I haven't been asked to be on a tribal council yet, but I'm sure it's coming. Look for us on the next VATV Morning Edition.

Monday, September 5, 2011

The Value of Patient Positioning


I should first point out the fact that though I have rotated over the childrens hospital as of September first, I often have a backlog of blog entries to write. I have been averaging in the range of twenty at any given time. And since I have only been averaging about fifteen posts a month for the last three or so, well, you do the math.

One of my biggest mantras has always been about the importance of proper patient positioning during surgery or a procedure. Firstly, we do a lot of our surgeries on patients are still awake, perhaps just a little sedated. Of course, I do want to go into oculoplastics where there are more patients who are put under general anesthesia. At any rate, you want them to be comfortable so that they can lie there still for a good period of time.

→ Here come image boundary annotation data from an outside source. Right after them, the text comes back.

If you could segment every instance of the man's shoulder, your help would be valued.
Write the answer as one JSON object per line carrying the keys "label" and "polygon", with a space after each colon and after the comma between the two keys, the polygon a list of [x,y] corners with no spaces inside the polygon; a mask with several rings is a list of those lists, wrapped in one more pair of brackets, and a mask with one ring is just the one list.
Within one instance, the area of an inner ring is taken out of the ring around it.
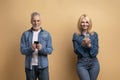
{"label": "man's shoulder", "polygon": [[50,33],[49,33],[47,30],[45,30],[45,29],[42,29],[42,32],[43,32],[44,34],[49,34],[49,35],[50,35]]}
{"label": "man's shoulder", "polygon": [[30,32],[31,32],[31,29],[28,29],[28,30],[23,32],[23,35],[28,35]]}

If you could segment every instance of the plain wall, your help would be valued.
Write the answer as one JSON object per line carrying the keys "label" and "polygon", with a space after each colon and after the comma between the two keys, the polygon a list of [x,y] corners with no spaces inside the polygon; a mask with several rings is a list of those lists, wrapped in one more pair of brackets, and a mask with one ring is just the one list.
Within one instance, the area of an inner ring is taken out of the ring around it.
{"label": "plain wall", "polygon": [[50,80],[78,80],[72,36],[81,14],[88,14],[99,34],[98,80],[120,80],[120,0],[0,0],[0,80],[25,80],[22,32],[30,14],[40,12],[42,27],[51,33]]}

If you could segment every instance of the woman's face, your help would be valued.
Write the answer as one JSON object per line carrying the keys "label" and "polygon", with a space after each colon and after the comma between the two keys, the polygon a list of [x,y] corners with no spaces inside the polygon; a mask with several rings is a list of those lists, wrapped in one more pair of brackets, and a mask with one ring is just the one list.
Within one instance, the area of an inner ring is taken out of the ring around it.
{"label": "woman's face", "polygon": [[81,29],[88,30],[89,27],[89,20],[87,18],[83,18],[81,21]]}

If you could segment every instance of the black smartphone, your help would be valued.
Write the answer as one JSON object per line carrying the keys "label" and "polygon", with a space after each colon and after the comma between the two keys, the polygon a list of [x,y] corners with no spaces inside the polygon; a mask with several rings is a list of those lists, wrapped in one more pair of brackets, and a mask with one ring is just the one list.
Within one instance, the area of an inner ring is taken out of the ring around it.
{"label": "black smartphone", "polygon": [[38,41],[34,41],[34,43],[35,43],[35,44],[39,44],[39,42],[38,42]]}

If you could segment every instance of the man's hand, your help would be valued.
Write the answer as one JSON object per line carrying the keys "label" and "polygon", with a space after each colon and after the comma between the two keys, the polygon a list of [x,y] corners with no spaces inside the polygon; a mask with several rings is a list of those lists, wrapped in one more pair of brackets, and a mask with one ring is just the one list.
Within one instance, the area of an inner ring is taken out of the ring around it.
{"label": "man's hand", "polygon": [[41,44],[36,44],[36,48],[40,51],[42,49],[42,45]]}

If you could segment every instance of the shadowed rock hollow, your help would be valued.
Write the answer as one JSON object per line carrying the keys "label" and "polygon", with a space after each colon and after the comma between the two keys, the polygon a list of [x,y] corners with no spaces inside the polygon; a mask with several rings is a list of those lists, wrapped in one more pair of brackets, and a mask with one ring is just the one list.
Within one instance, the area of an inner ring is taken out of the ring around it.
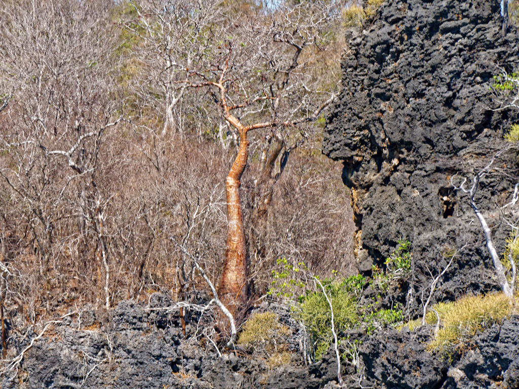
{"label": "shadowed rock hollow", "polygon": [[[517,120],[517,112],[490,109],[498,106],[493,76],[519,69],[517,29],[502,37],[502,23],[498,2],[391,0],[348,37],[323,151],[344,161],[361,271],[382,266],[399,239],[412,242],[412,311],[429,270],[438,274],[466,243],[435,297],[496,287],[481,227],[450,180],[471,179]],[[516,153],[503,156],[476,196],[500,252],[510,229],[498,206],[511,198],[517,167]]]}

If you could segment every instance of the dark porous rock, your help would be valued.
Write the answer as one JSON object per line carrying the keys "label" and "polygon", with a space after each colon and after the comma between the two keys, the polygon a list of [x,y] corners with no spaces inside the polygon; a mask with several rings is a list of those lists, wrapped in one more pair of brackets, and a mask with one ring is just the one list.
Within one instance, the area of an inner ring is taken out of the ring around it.
{"label": "dark porous rock", "polygon": [[[282,322],[296,328],[289,307],[274,304],[271,308]],[[107,317],[101,323],[85,319],[94,314]],[[121,301],[95,314],[91,307],[86,307],[80,314],[75,313],[48,327],[19,365],[3,374],[1,387],[318,389],[336,383],[335,354],[330,352],[322,360],[305,366],[295,331],[288,338],[293,343],[288,348],[293,363],[269,366],[265,358],[242,351],[226,350],[217,355],[214,345],[200,336],[202,329],[198,326],[206,324],[197,314],[186,313],[184,336],[178,307],[163,295],[154,294],[146,304]],[[12,331],[8,358],[19,355],[43,329]]]}
{"label": "dark porous rock", "polygon": [[433,332],[425,326],[400,332],[388,329],[368,338],[360,353],[368,378],[388,389],[433,389],[445,380],[446,362],[426,350]]}
{"label": "dark porous rock", "polygon": [[452,366],[443,389],[519,387],[519,316],[474,338],[472,348]]}
{"label": "dark porous rock", "polygon": [[[343,89],[323,150],[344,163],[360,271],[384,269],[399,239],[411,242],[411,289],[400,291],[411,317],[420,313],[432,276],[466,244],[431,303],[498,288],[481,225],[451,179],[470,183],[519,120],[518,110],[490,109],[499,106],[493,76],[519,70],[517,27],[502,37],[502,23],[499,2],[389,0],[366,30],[347,37]],[[495,166],[475,199],[501,253],[511,229],[498,206],[512,199],[517,152]]]}

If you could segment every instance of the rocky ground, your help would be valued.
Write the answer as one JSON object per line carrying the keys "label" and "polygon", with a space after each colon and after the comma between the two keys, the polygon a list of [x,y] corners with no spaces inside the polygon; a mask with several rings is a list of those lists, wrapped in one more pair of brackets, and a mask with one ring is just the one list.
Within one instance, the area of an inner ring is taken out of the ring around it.
{"label": "rocky ground", "polygon": [[[385,296],[372,287],[361,304],[380,299],[407,318],[422,309],[422,292],[457,253],[439,280],[432,303],[467,293],[497,290],[481,227],[466,197],[451,183],[488,163],[505,144],[503,134],[519,112],[498,106],[493,76],[519,69],[516,27],[501,36],[498,2],[389,0],[362,31],[352,30],[343,62],[344,90],[329,119],[323,144],[343,161],[357,227],[360,272],[383,268],[398,240],[412,244],[408,278]],[[476,200],[499,252],[510,228],[503,217],[517,175],[517,152],[500,157],[482,180]],[[459,182],[459,181],[457,182]],[[511,213],[510,213],[511,212]],[[462,250],[460,250],[464,247]],[[203,299],[202,299],[203,300]],[[203,300],[200,303],[202,303]],[[319,388],[336,385],[333,353],[305,366],[303,334],[288,307],[266,304],[291,329],[292,361],[269,365],[253,350],[227,351],[208,313],[187,315],[186,335],[179,307],[153,295],[147,303],[123,301],[110,312],[84,307],[44,329],[11,319],[2,387]],[[344,362],[348,387],[519,387],[519,317],[473,339],[449,361],[426,349],[428,326],[413,331],[387,328],[361,341],[358,366]],[[211,339],[211,340],[210,340]]]}

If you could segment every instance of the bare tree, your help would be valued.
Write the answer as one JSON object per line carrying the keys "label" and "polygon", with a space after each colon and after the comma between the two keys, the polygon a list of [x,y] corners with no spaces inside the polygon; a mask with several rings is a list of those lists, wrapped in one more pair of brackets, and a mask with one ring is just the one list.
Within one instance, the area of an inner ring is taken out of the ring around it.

Secondly, the person doing the surgery has to be comfortable. Imagine trying to do an entire surgical case straining your neck to see through the microscope or hunched over because the bed is too low to the ground. These situations make for a very unhappy surgeon at the end of the day and may even cause chronic back and neck problems.

So if there is one thing I always tell to people when I am teaching is to get everything set up so that everyone is comfortable FIRST, then you may proceed. And this goes for everything form an exam at the slit lamp to putting in a central line to doing an 18-hour muscle flap procedure.